In this case, we review whether the Department of Corrections (DOC) has jurisdiction to rehear an infraction while a personal restraint petition (PRP) concerning the infraction is pending in the appellate court, and whether double jeopardy principles preclude the rehearing. We hold that DOC has jurisdiction to conduct a rehearing and that DOC's rehearing of the infraction does not violate the principles of double jeopardy. Therefore, we affirm the Court of Appeals' decision.

FACTS

On July 9, 2002, prison authorities issued a serious infraction report charging petitioner, David Higgins, an inmate at Airway Heights Correction Center, with attempting to introduce marijuana into the prison facility in violation of WAC 137-28-260(infraction 603). Prison officials learned through three confidential informants that Higgins had sent $300 to Ann Allen, directing her to use the money to buy and transfer marijuana to another inmate, Shane Morris.

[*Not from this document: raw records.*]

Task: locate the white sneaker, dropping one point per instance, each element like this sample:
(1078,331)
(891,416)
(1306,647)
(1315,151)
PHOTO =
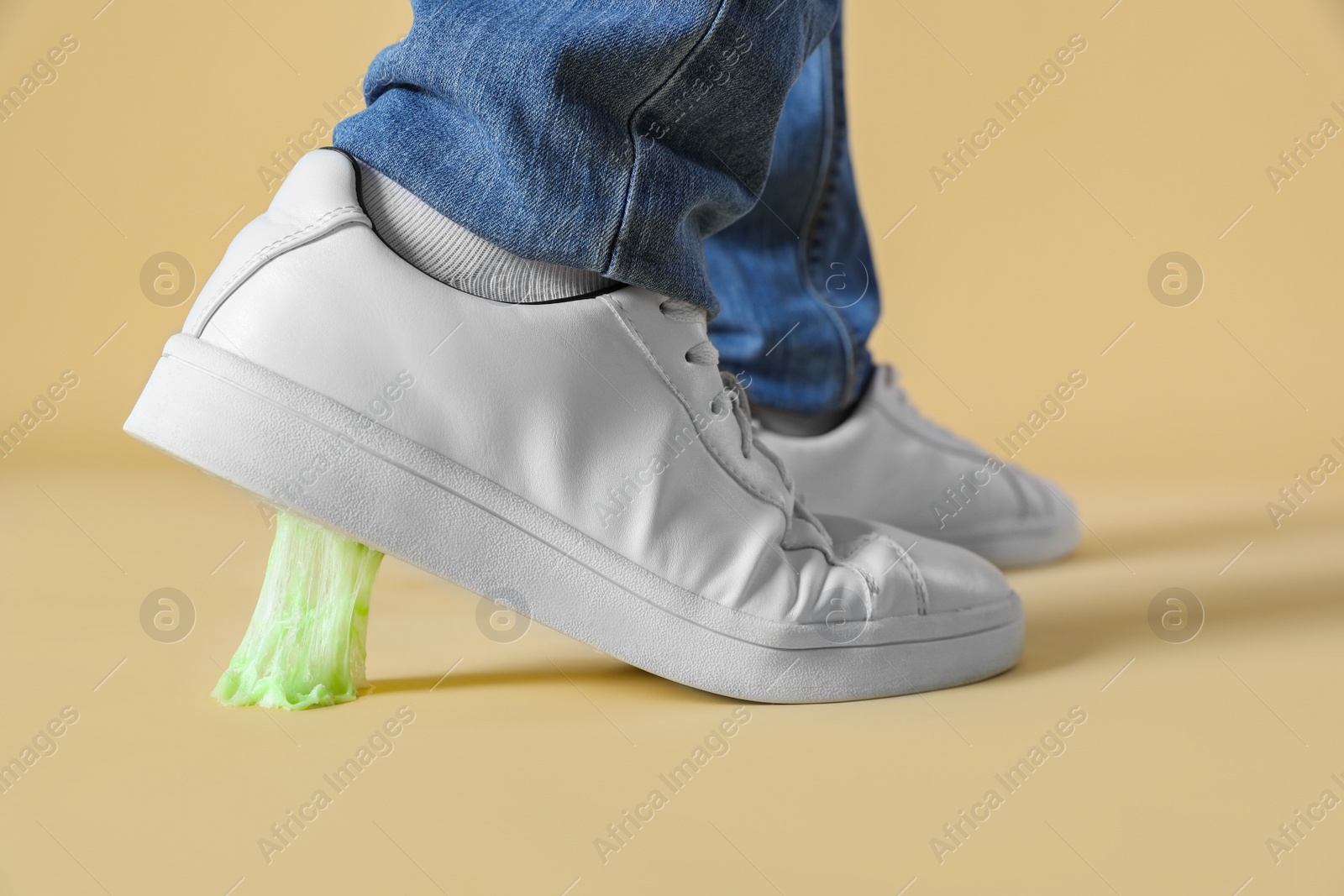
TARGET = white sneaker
(580,463)
(889,463)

The hearing officer relied on the written infraction report and information given by confidential informants in finding petitioner guilty of the charge. As a result, the hearing officer deducted 270 days out of petitioner's good conduct time credit and sentenced him to 20 days of disciplinary segregation and 10 days of isolation.

In March 2003, petitioner filed a PRP in Division Two of the Court of Appeals, asking the court to overturn the infraction and restore him to his previous status. The court directed the DOC to respond to the merits of petitioner's PRP within 30 days. The DOC responded by expunging the challenged infraction and requesting the court's permission to conduct a rehearing. Petitioner filed a response objecting to the DOC's voluntary action to expunge and request for a rehearing.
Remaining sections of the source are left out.